Sur l’Ukraine, on a systématiquement soutenu l’aide financière et humanitaire, et je pense qu’on doit continuer à le faire aussi longtemps que la guerre durera. Mais ce n’est pas la même chose que l’adhésion à l’Union européenne : faire entrer l’Ukraine aujourd’hui, c’est ouvrir une nouvelle vague de délocalisation industrielle et agricole massive. Le salaire minimum y est autour de 200 euros. C’est le pays des immenses fermes usines. On ne peut accepter cette concurrence déloyale ou alors on va reproduire les erreurs déjà commises au moment du précédent élargissement.

Récemment le député LFI François Ruffin et la probable tête de liste socialiste Raphaël Glucksmann ont commencé un « débat épistolaire », notamment sur la question de l’adhésion de l’Ukraine. Cette question peut-elle devenir le prochain sujet indémêlable des gauches sinon irréconciliables au moins irréconciliées ?

Non. On a eu ce débat au moment du programme de la Nupes, sur l’élargissement de manière générale. On avait posé comme condition préalable l’harmonisation préalable sociale, fiscale et environnementale par le haut. Et aujourd’hui, cette condition n’est pas remplie. Qu’est-ce qu’être de gauche sinon combattre le dumping et la concurrence déloyale ? On devrait tous s’entendre sur cette position et je regrette de ce point de vue-là que certains s’éloignent du programme de la Nupes.

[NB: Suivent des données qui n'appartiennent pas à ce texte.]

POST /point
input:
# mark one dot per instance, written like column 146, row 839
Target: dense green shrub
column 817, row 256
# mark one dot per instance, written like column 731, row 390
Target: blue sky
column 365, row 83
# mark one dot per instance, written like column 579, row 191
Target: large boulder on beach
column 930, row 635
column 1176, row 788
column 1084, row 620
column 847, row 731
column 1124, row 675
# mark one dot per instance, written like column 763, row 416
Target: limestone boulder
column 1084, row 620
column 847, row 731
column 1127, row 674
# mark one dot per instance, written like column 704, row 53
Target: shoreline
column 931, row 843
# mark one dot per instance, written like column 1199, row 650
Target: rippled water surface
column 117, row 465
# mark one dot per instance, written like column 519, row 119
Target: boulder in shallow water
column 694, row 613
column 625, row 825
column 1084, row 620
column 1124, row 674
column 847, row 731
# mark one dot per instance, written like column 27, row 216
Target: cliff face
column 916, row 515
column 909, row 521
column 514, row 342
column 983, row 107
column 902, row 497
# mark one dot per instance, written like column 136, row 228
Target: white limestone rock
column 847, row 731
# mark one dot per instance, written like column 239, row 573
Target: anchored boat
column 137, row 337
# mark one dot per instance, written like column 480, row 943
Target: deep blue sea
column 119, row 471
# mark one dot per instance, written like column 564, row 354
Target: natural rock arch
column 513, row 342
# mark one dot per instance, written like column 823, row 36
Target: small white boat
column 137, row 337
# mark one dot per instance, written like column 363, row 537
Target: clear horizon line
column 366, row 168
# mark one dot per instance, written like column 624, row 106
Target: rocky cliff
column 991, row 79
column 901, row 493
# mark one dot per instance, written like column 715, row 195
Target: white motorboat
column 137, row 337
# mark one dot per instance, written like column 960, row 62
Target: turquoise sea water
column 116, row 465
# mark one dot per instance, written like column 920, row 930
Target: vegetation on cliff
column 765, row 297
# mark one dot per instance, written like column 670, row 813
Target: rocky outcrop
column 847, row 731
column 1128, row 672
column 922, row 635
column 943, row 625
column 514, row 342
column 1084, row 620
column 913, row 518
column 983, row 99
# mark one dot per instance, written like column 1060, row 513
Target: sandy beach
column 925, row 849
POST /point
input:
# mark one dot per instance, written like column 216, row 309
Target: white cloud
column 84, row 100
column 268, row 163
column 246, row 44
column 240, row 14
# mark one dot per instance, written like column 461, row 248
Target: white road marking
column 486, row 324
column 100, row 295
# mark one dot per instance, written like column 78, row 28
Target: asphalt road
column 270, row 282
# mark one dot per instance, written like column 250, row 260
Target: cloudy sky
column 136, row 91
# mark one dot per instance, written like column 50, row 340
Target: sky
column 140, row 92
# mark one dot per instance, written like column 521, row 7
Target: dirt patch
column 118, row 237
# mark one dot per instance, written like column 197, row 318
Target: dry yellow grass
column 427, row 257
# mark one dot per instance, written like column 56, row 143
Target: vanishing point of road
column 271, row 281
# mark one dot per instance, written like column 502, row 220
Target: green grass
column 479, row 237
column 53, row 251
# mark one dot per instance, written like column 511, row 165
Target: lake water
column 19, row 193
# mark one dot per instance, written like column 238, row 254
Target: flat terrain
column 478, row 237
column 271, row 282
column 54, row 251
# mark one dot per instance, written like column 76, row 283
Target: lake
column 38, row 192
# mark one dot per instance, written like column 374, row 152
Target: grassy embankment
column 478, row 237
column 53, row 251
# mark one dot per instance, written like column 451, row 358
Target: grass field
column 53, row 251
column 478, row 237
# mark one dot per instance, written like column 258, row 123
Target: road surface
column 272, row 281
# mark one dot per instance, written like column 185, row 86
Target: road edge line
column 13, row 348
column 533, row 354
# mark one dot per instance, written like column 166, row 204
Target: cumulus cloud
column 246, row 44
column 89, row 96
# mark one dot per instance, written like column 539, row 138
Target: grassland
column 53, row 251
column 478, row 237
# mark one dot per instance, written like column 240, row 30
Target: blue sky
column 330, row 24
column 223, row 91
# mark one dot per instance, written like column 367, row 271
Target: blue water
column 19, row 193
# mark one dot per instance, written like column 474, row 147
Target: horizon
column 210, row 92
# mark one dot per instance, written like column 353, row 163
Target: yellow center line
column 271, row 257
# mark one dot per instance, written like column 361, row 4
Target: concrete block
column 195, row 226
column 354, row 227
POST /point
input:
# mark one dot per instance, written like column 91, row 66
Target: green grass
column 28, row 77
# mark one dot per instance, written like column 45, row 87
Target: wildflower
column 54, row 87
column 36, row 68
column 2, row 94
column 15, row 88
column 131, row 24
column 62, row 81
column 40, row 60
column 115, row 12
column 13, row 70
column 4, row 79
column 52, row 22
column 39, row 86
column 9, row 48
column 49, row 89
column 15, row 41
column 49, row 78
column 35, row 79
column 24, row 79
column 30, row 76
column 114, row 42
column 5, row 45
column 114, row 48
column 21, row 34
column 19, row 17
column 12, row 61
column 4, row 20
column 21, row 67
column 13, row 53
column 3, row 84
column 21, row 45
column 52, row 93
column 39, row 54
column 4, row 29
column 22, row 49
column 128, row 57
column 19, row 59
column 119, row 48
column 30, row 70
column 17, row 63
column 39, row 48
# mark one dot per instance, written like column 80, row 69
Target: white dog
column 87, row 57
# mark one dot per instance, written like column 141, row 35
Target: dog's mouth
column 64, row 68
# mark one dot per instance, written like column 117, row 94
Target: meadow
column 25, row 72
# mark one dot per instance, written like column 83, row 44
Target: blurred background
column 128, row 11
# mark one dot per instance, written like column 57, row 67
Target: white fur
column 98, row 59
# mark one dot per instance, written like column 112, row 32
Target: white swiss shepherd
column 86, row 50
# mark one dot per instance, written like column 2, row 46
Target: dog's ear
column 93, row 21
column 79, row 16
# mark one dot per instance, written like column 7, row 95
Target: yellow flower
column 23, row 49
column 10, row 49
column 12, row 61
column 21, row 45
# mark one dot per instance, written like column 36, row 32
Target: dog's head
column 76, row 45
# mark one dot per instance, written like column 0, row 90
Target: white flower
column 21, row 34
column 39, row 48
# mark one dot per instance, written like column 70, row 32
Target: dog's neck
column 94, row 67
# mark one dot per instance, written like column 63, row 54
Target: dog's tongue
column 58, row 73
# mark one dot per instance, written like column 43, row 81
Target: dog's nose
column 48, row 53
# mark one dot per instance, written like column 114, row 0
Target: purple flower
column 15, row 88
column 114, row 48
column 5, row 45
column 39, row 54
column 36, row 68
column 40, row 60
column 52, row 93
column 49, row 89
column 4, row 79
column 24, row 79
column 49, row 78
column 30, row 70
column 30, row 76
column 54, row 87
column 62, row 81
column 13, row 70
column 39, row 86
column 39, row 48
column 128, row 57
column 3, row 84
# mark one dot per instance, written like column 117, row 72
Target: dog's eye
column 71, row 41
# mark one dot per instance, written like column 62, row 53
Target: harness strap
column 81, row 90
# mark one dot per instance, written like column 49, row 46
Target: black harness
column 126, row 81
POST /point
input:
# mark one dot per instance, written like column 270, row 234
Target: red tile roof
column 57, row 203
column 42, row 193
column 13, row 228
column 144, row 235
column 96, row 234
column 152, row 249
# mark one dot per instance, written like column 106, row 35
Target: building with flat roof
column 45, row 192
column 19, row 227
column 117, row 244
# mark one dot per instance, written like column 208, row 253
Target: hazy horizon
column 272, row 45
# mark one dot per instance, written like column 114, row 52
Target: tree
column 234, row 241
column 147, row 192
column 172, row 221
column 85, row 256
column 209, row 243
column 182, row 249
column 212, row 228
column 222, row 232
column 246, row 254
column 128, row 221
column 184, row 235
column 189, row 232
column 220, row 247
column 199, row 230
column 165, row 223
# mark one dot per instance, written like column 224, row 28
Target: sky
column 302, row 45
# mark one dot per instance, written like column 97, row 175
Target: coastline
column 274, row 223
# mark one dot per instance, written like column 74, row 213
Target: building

Il y a quatre listes de l’ancienne Nupes pour les européennes. Pour l’instant, on est loin du pacte de non-agression. Est-ce que ça va être comme ça pendant toute la campagne ?

Le meilleur pacte de non-agression, c’est une liste de la Nupes. J’y suis toujours prête !

Ça sonne presque comme une menace…

Non ! Ce n’est pas une menace ! Vous savez, mon sujet c’est comment on peut s’attaquer au duo Bardella-Attal. On le voit, a fortiori sur les questions migratoires, on a Attal qui rame, mais derrière, celui qui tient le gouvernail, c’est Bardella et l’extrême droite. C’est ça la vraie menace et c’est pour ça que nous devons rester groupés derrière le programme de la Nupes.

A la direction de la France insoumise vous êtes un peu la dernière à tenir cette position-là… Des leaders insoumis décrivent presque les socialistes et les écologistes comme des ultralibéraux. Est-ce qu’on est crédible quand on a réclamé pendant des mois à cor et à cri une liste unique avec ces mêmes personnes ?

Il y aura une liste de l’union populaire le 9 juin qui défendra le programme, l’esprit, la stratégie de la Nupes et c’est celle que soutiendra toute la France insoumise. Parce que c’est le chemin le plus court pour construire une alternative au duo Bardella - Attal. Et parce qu’il y a urgence face à l’extrême droite qui est aux portes du pouvoir partout en Europe.

On parle d’un duel Attal-Bardella pour les européennes. Gabriel Attal, vous le connaissez bien : vous avez le même âge que lui, vous avez été dans sa promo à Sciences po. Que vous évoque sa nomination à Matignon ?

Ce n’est pas un duel mais un duo, des jumeaux plus que des rivaux. Déjà à l’époque Gabriel Attal se prétendait de gauche, mais il a dû confondre avec la rive gauche, les 6e, 7e arrondissements de Paris qu’il n’a jamais quittés. Moi ce n’est pas mon monde dans lequel j’ai grandi.

Gabriel Attal est devenu le premier communicant de France. Mais que fait-il face à l’explosion des inégalités quand on a les 42 milliardaires français qui ont augmenté leur fortune de plus de 240 milliards d’euros (soit l’équivalent d’un chèque de 3.400 euros par Français) et dans le même temps près de 10 millions de Français qui vivent sous le seuil de pauvreté, dont de nombreux étudiants ? Gabriel Attal est le Premier ministre des privilèges d’un monde dans lequel il a évolué et dont il défend encore aujourd’hui les intérêts.